Résultat : startups, PME, ETI et grands groupes peinent à trouver les financements nécessaires à leur développement et se tournent souvent vers les marchés américains pour soutenir leur croissance.
Dans son livre, l’auteur décrypte avec pédagogie l’un des projets les plus stratégiques pour l’avenir de l’Union européenne.
Un diagnostic clair : le retard européen
L’ouvrage s’ouvre sur une comparaison structurante entre l’Europe et les États-Unis.
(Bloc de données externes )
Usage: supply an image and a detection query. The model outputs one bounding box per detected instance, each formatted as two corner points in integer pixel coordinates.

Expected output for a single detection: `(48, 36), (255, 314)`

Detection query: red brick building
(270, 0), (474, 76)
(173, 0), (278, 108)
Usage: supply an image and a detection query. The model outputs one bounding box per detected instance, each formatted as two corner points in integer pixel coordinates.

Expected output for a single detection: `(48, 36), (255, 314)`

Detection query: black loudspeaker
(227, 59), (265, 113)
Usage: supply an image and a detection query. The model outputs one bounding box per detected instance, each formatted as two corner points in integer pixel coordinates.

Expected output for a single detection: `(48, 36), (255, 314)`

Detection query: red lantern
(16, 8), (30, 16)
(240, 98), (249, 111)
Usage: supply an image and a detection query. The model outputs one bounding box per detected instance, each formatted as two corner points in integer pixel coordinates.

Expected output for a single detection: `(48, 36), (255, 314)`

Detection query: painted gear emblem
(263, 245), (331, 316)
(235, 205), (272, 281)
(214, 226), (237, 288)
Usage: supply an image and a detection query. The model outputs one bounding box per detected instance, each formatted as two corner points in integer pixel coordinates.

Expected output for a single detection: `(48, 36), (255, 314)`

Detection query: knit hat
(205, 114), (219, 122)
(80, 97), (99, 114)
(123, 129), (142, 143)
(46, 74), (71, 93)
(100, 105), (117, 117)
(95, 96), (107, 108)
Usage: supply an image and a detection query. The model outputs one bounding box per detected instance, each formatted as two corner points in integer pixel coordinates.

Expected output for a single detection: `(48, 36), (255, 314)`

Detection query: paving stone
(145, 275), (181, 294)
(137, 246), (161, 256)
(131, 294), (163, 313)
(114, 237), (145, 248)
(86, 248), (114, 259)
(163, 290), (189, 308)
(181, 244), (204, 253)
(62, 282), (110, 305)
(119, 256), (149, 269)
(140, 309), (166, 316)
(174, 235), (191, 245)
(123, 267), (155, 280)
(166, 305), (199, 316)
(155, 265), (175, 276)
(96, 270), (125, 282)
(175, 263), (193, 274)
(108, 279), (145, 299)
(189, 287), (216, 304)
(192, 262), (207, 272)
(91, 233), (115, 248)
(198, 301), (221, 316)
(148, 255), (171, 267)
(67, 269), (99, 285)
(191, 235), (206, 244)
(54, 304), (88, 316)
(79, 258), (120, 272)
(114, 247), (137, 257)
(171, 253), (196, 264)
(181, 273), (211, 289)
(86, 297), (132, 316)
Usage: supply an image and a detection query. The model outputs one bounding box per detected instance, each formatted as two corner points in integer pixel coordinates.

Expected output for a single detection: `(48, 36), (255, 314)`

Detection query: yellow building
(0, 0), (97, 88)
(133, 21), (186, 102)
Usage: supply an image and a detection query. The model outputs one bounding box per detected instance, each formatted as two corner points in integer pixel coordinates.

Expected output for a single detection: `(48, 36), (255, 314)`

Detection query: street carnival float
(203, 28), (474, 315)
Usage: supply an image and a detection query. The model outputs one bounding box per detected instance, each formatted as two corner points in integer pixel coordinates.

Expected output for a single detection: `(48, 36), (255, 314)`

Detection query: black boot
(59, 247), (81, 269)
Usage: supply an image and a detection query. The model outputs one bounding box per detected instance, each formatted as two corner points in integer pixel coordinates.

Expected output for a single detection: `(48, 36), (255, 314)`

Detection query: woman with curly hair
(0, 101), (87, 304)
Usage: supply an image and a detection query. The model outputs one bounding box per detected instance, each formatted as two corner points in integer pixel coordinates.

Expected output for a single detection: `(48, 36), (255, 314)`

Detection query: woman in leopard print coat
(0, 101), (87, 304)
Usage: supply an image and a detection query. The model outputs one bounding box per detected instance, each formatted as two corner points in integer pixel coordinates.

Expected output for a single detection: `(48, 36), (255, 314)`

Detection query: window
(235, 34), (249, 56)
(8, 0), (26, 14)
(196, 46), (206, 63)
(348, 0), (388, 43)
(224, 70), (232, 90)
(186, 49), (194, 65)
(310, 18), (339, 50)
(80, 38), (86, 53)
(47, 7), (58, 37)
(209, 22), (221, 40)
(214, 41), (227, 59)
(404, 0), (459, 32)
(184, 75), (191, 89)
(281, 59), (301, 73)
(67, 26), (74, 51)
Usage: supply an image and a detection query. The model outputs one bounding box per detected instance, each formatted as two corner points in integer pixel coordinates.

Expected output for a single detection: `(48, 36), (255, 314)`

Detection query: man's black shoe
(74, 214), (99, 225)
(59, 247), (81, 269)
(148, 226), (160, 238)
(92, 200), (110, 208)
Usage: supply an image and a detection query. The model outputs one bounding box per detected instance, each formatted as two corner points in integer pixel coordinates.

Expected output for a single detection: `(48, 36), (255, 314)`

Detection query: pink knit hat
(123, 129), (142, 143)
Il met en lumière les différences de « mix financier » entre banques, marchés et États, et analyse les conséquences de cette organisation sur la réindustrialisation, le financement des start-up et l’émergence de champions technologiques européens.
Le constat est sans ambiguïté : l’insuffisance des marchés de capitaux européens limite la capacité d’investissement, freine l’innovation et fragilise la souveraineté économique du continent.
Comprendre les failles du système actuel
À travers des explications accessibles, le livre détaille :
Les limites du financement bancaire traditionnel.
Le rôle encore trop restreint des Bourses européennes.
Les enjeux du capital-investissement et du private equity.
Le fonctionnement des fonds d’investissement et les mécanismes du « shadow banking ».
Les conséquences structurelles de la crise des subprimes.
L’auteur revient également sur des sujets complexes : titrisation, accords de Bâle, quantitative easing, taux négatifs… en les rendant compréhensibles grâce à des schémas simplifiés et des exemples concrets.
Les leviers d’une transformation ambitieuse
L’Union des marchés de capitaux ne se limite pas à une réforme technique : elle suppose une transformation profonde de l’architecture financière européenne.
L’ouvrage explore notamment :
Le renforcement des banques paneuropéennes.
La relance de l’union bancaire.
La fusion des Bourses autour d’acteurs comme Euronext.
La création de fonds d’investissement plus puissants.
Un meilleur fléchage des capitaux vers les PME-ETI et les start-up.
Le rôle spécifique d’institutions telles que la BPI en France.
Un éclairage particulier est apporté sur le cas allemand, le Mittelstand et la nécessité d’un rapprochement financier renforcé au sein de l’Europe.
Un enjeu culturel autant qu’économique
Au-delà des mécanismes financiers, le livre insiste sur la dimension culturelle du projet. L’Union des marchés de capitaux implique un véritable changement de perception de la finance, une meilleure éducation économique des citoyens européens et une adaptation des systèmes d’enseignement.
L’auteur interroge également les idées reçues autour de la création monétaire, du shadow banking ou de l’aléa moral, et replace la finance dans une perspective historique et théorique, en convoquant Adam Smith, Schumpeter ou Keynes.
Croissance, écologie, souveraineté : un équilibre à construire
S’appuyant notamment sur les analyses du rapport Draghi, l’ouvrage montre en quoi une centralisation financière plus poussée constitue un levier essentiel pour répondre aux défis contemporains : transition écologique, tensions géopolitiques, réduction des inégalités et affirmation des valeurs européennes.
Clair, structuré et pédagogique, L’union des marchés de capitaux offre les clés pour comprendre comment mieux mobiliser l’épargne européenne au service de la croissance, de l’innovation et de l’autonomie stratégique du continent.
Un ouvrage de référence pour dirigeants, décideurs publics, professionnels de la finance, enseignants et citoyens souhaitant appréhender l’une des réformes les plus déterminantes de l’Union européenne.
Mieux mobiliser les capitaux européens, c’est donner à l’Europe les moyens de ses ambitions.